Films by Filmmaker
Beverly Seckinger
Beverly Seckinger is an independent producer based in Tucson, Arizona. She is also a Professor in the School of Theatre, Film & Television at the University of Arizona, where she teaches courses in media production, documentary studies, and LGBT Studies. She isĀ a founding member of the university's Institute for Lesbian, Gay, Bisexual and Transgender Studies, and since 1993 has served as director of the Lesbian Looks Film & Video Series. Before joining the Media Arts faculty in 1991, she worked as a freelance producer in Philadelphia, and spent four years in Morocco, first as a Peace Corps Volunteer, and later as a literacy researcher. Seckinger's diary/documentary Laramie Inside Out, an exploration of the ongoing reverberations in her hometown community of Matthew Shepard's 1998 murder, is licensed to American Public Television for broadcast on PBS affiliates.
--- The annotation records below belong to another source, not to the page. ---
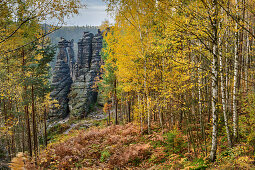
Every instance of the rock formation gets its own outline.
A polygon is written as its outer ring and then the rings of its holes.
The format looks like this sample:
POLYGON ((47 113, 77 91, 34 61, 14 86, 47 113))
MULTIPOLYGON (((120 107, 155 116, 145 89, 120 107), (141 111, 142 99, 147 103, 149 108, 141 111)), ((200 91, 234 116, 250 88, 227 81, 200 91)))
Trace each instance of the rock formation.
POLYGON ((54 108, 50 116, 86 117, 97 101, 94 88, 101 67, 102 35, 84 32, 78 42, 77 61, 73 52, 73 41, 59 42, 59 54, 53 74, 53 99, 58 100, 59 109, 54 108), (68 52, 67 52, 68 51, 68 52), (69 105, 69 107, 68 107, 69 105))
POLYGON ((69 113, 69 100, 67 96, 70 92, 72 78, 70 76, 70 68, 68 65, 69 57, 66 51, 68 44, 68 41, 63 38, 58 43, 59 53, 52 78, 53 91, 50 96, 52 99, 58 101, 59 107, 54 107, 50 111, 49 117, 63 118, 69 113))
POLYGON ((93 34, 84 32, 83 38, 78 42, 76 79, 69 94, 71 116, 87 116, 91 106, 96 103, 97 92, 93 86, 100 71, 101 49, 101 33, 94 37, 93 34))
POLYGON ((75 79, 75 57, 74 57, 74 50, 73 50, 73 40, 68 41, 67 46, 68 56, 69 56, 69 68, 70 68, 70 76, 72 80, 75 79))

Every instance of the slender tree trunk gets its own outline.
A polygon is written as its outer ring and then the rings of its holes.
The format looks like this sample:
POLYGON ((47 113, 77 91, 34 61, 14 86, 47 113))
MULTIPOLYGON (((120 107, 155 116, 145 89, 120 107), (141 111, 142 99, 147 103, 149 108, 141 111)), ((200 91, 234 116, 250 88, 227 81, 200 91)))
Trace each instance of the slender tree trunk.
MULTIPOLYGON (((221 43, 221 38, 219 38, 219 43, 221 43)), ((226 128, 226 134, 228 138, 228 146, 232 147, 232 142, 230 138, 230 132, 229 132, 229 127, 228 127, 228 117, 227 117, 227 112, 226 112, 226 85, 224 81, 224 76, 223 76, 223 64, 222 64, 222 52, 219 50, 219 59, 220 59, 220 83, 221 83, 221 102, 222 102, 222 111, 223 111, 223 116, 224 116, 224 123, 225 123, 225 128, 226 128)))
POLYGON ((34 99, 34 85, 31 87, 31 97, 32 97, 32 122, 33 122, 33 137, 34 137, 34 155, 35 162, 37 162, 38 146, 37 146, 37 128, 36 128, 36 118, 35 118, 35 99, 34 99))
POLYGON ((118 98, 117 98, 117 80, 114 82, 114 100, 115 100, 115 125, 118 124, 118 98))
POLYGON ((48 140, 47 140, 47 111, 46 111, 46 106, 44 105, 44 141, 45 141, 45 146, 47 147, 48 145, 48 140))
MULTIPOLYGON (((238 9, 238 0, 236 0, 236 10, 238 9)), ((237 14, 238 15, 238 14, 237 14)), ((235 47, 234 47, 234 86, 233 86, 233 135, 234 141, 237 141, 238 136, 238 115, 237 115, 237 85, 238 85, 238 45, 239 45, 239 31, 238 23, 235 24, 235 47)))
MULTIPOLYGON (((201 57, 199 59, 201 61, 201 57)), ((206 138, 205 138, 205 126, 204 126, 204 116, 202 113, 202 92, 201 92, 201 87, 202 87, 202 78, 201 78, 201 65, 198 67, 198 112, 199 112, 199 120, 200 120, 200 128, 201 128, 201 133, 202 133, 202 138, 203 142, 205 145, 205 154, 207 154, 207 148, 206 148, 206 138)))
POLYGON ((211 161, 216 159, 217 135, 218 135, 218 1, 213 0, 213 61, 212 61, 212 147, 210 158, 211 161))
Her previous films include Mommie Queerest, a comic short about mother/daughter conflicts over gender socialization; Bottoms Up and Alice Unplugged, experimental satires on lesbian life in the 90's, both co-directed with Joyan Saunders; Planet in My Pocket, a critique of consumer multiculturalism; and Letter From Morocco, a personal documentary about neo-colonial relations. Her work has been screened at international festivals in the US, Europe, Canada, Australia and Latin America. Seckinger was the recipient of a Media Arts Fellowship for 2002 from the Arizona Commission on the Arts. In 2011, she directed a music video with an all-student crew for the song "Shine from the Valley," written by Tucson musician Mitzi Cowell in response to the mass shooting incident of January 8th. She is currently in production on Hippie Family Values, a feature-length documentary that explores the historical and contemporary hippie counterculture of the southwest. The project is supported by an Artist Project Grant from the Arizona Commission on the Arts, and a Research Fellowship from the Hanson Film Institute.